Bottom side (imaginary view from the top side):

***12 *** 7 ***

11 ********* 8

*** 10 *** 9 ***

There are four generators in total

a = vertical right flip

b = lower (diagonal) right flip

c = upper (diagonal) right flip

d = clockwise rotation of front side

I used the GAP program to find those sequences (don't get me wrong, there may be simpler ones, but those I already found are easy enough to remember).

The code shows more clearly how the generators a,b,c and d act on the puzzle.

Code for generating the group:

a:=(1,9)(2,8)(3,7);

b:=(2,10)(3,9)(4,8);

c:=(1,7)(6,8)(2,12);

d:=(1,2,3,4,5,6);

G:=Group(a,b,c,d);

Order(G);

The required algorithms (

which are the only things required to remember in order to solve the puzzle) are two:

ddda da dbc (must be applied

SEVEN times) which swaps 1 and 8 and keeps all the rest invariant.

ad bdddd cd (mus be applied

THREE times) which swaps 1 and 7 and keeps all the rest invariant.

corresponding GAP code:

(d^3*a*d*a*d*b*c*)^7; equals (1,8)

(a*d*b*d^4*c*d)^3; equals (1, 7)

It can be mathematically proved, that the above two algorithms are enough to bring the Rubik's UFO into a state where only flips (and no rotations) are required to completely solve it.

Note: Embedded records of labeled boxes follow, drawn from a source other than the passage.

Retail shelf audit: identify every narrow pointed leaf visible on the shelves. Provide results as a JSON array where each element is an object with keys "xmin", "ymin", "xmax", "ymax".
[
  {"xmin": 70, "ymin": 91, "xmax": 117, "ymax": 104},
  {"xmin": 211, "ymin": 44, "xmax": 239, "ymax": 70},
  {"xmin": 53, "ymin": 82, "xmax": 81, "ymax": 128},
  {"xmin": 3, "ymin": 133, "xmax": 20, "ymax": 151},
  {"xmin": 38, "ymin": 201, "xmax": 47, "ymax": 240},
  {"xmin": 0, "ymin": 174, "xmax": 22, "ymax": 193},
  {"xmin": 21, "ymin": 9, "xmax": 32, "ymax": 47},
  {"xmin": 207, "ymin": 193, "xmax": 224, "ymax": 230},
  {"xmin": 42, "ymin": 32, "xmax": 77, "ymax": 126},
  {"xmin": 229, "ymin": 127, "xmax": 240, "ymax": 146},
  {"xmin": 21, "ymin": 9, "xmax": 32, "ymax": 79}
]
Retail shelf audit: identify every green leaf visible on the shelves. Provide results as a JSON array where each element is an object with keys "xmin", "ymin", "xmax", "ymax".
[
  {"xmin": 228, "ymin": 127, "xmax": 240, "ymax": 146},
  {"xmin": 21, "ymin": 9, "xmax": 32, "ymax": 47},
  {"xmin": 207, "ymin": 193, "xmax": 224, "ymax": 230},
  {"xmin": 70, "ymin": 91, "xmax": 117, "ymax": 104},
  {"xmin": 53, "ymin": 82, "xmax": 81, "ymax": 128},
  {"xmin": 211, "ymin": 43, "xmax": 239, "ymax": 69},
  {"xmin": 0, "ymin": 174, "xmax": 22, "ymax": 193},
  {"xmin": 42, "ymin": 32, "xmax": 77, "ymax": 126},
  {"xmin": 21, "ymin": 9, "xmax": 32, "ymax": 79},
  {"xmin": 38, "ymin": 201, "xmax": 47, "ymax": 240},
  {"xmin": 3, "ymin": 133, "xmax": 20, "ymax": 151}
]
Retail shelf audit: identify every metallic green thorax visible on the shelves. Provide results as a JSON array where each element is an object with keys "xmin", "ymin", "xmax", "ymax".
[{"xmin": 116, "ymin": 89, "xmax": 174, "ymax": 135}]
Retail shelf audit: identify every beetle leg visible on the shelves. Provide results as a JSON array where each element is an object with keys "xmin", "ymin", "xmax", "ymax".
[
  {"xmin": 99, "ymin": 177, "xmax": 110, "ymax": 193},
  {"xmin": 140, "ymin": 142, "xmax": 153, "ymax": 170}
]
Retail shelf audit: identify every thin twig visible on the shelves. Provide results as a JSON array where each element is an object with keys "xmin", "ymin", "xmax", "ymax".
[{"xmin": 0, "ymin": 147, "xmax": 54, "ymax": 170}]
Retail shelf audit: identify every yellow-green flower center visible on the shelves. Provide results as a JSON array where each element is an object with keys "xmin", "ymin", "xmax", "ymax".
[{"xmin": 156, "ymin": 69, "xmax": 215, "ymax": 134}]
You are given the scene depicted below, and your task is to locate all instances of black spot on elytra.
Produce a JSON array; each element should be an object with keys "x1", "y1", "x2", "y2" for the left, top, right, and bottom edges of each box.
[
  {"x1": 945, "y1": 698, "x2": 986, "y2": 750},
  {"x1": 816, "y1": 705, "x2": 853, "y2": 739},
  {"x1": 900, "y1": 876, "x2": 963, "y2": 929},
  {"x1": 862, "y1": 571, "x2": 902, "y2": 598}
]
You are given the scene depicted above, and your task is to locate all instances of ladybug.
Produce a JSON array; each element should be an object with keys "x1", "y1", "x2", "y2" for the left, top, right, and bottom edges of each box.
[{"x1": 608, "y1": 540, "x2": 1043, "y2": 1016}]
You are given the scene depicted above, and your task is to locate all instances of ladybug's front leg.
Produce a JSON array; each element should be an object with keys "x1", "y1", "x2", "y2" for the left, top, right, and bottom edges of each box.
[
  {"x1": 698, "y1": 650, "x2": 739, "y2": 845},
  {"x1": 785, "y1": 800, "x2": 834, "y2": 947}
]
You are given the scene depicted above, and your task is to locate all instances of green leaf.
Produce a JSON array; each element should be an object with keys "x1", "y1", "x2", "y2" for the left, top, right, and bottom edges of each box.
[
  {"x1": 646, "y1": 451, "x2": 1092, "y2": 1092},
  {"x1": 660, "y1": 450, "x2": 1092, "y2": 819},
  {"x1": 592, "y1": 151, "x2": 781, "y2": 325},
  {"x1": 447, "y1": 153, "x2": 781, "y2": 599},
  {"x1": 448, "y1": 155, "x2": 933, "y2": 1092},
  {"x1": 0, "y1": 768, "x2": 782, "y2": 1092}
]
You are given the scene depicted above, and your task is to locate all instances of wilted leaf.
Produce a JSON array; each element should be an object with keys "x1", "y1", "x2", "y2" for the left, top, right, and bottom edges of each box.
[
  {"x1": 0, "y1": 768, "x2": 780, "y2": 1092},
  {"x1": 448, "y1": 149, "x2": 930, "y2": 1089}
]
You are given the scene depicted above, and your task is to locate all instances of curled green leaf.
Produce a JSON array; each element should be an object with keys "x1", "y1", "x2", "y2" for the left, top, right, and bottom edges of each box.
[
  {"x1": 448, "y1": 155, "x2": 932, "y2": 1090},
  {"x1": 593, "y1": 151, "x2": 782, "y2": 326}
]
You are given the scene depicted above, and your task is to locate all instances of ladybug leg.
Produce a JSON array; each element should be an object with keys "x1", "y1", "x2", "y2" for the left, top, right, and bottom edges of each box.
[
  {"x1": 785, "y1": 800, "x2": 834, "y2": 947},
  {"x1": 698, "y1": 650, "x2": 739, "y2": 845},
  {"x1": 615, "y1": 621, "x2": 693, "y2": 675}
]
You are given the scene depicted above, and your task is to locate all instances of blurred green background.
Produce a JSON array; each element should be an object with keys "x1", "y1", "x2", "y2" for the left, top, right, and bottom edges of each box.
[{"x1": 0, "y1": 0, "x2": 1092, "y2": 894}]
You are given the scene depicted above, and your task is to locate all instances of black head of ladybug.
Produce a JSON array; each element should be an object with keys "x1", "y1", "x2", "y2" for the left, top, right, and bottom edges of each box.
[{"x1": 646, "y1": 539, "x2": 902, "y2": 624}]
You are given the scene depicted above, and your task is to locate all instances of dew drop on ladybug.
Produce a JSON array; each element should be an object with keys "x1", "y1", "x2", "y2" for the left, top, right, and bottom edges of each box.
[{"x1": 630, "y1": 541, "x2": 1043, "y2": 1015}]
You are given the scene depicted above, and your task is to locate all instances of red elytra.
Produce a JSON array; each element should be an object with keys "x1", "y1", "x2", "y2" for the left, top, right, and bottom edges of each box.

It all depends on targeting the correct pieces you need to swap. And since there are only 96 combinations of them in that state, there shouldn't be any trouble... right? RIGHT???

I realise that there may be simpler formulas, but in a memory point of view (where, the less defined, the better) and if you don't mind applying a simple algorithm seven times (until your fingers get blisters), I think this is not a bad method!

I hope you like it!

Peter

PS In most of times I mixed it and solved it, I only used the first algorithm!!! (that swaps 1 and 8).